I'm going to write to my MP and ask her what she intends to about it. I suggest you do the same.

AuntieMaggie · 08/12/2013 14:33

Not all of public sector are getting 1% - some aren't getting a payrise at all...

OhYouMerryLittleKitten · 08/12/2013 14:36

how to become an mp

ivykaty44 · 08/12/2013 14:38

we are all in this together you know.....Hmm

In the last 4 year I haven't had a pay increase and have had a pay cut to boot due to cuts and more cuts

They have no fucking idea....

PigletJohn · 08/12/2013 14:40

the reason the PM (not that he needs the money, being a multimillionaire) can do no more than pitifully wring his hands, is that only Parliament can change the rules on MPs pay.

So MPs vote for the rules on their own pay, like they voted for the rules on their own expenses and their own pensions. And they are unlikely to vote for a pay-setting committee that has the same sense of penny-pinching meanness as those who decide on pay for other public servants.

The PM doesn't believe that MPs as a hole have sufficient sense of shame to pull their snouts of the our trough.

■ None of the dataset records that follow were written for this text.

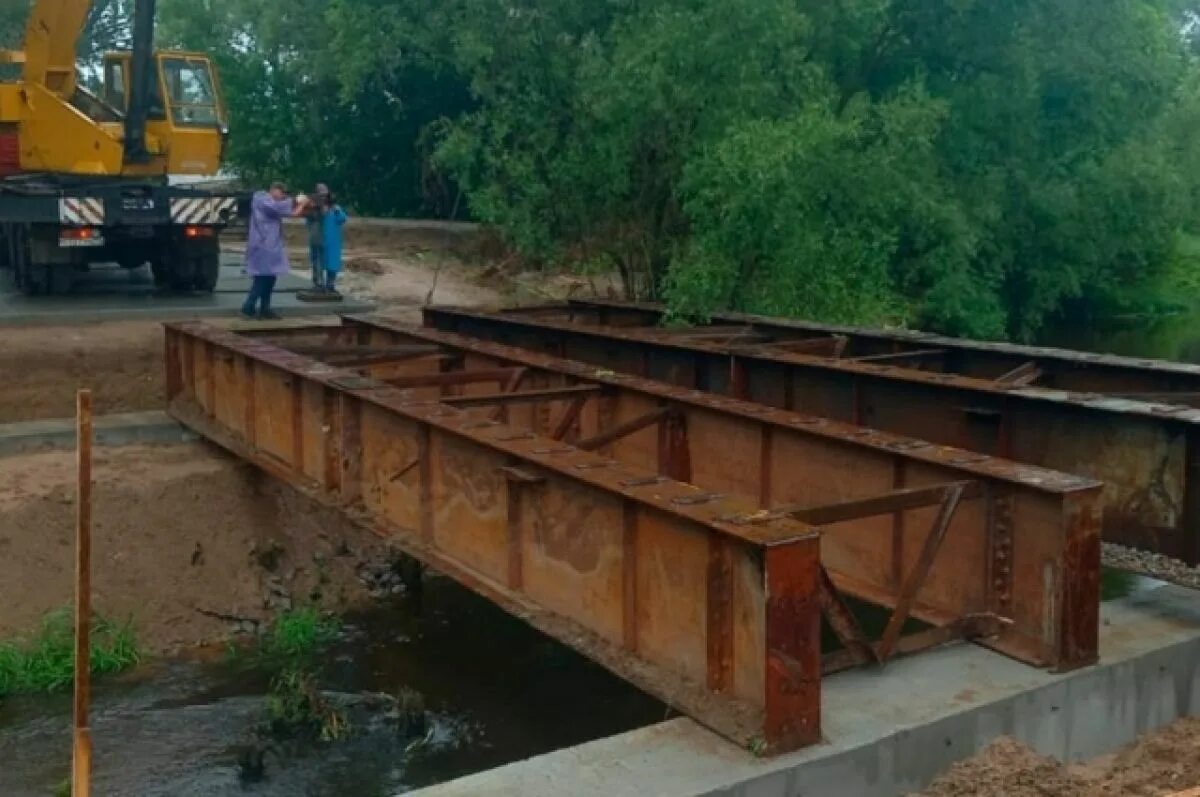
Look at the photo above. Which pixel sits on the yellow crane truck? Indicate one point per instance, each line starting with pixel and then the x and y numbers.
pixel 84 174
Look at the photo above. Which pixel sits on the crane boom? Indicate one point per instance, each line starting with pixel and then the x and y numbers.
pixel 84 167
pixel 52 36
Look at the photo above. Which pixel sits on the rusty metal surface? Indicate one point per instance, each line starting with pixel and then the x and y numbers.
pixel 645 574
pixel 1144 453
pixel 837 474
pixel 1062 369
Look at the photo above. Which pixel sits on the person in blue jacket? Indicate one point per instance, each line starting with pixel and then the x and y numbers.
pixel 331 220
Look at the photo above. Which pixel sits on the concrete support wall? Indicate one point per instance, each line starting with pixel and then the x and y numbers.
pixel 893 731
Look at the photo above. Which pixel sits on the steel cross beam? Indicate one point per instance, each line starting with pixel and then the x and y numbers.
pixel 636 571
pixel 877 491
pixel 1146 455
pixel 1059 369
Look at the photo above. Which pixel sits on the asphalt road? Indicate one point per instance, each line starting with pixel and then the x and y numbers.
pixel 109 293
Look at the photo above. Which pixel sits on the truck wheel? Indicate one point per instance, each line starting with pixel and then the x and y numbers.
pixel 33 280
pixel 59 279
pixel 207 269
pixel 160 273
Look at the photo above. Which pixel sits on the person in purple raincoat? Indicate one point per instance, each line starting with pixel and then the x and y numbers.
pixel 265 257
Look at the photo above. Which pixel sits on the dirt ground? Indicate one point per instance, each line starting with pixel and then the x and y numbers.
pixel 189 543
pixel 1158 763
pixel 121 361
pixel 399 270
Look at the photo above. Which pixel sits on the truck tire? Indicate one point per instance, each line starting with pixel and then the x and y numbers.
pixel 33 281
pixel 207 268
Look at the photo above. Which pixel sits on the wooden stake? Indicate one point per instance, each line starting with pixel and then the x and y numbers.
pixel 82 736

The best we can hope for is that a few will publicly declare that they won't accept, or will donate, the pay rise this year meaning that after they've had their grinning faces in the paper for Christmas, they can quietly pocket it next year when we've all forgotten.

diddlediddledumpling · 08/12/2013 14:44

So the recommendations that IPSA make will be put to a vote in parliament?
By the way, it doesn't apply until after the general election in 2015, so they can't pocket it this year or next.

diddlediddledumpling · 08/12/2013 14:45

Which also means that current MPs can say they won't accept it, but they might not still be in their seats in 2015.

diddlediddledumpling · 08/12/2013 14:48

this says that IPSA has responsibility fir determining MPs pay, not advising or recommending.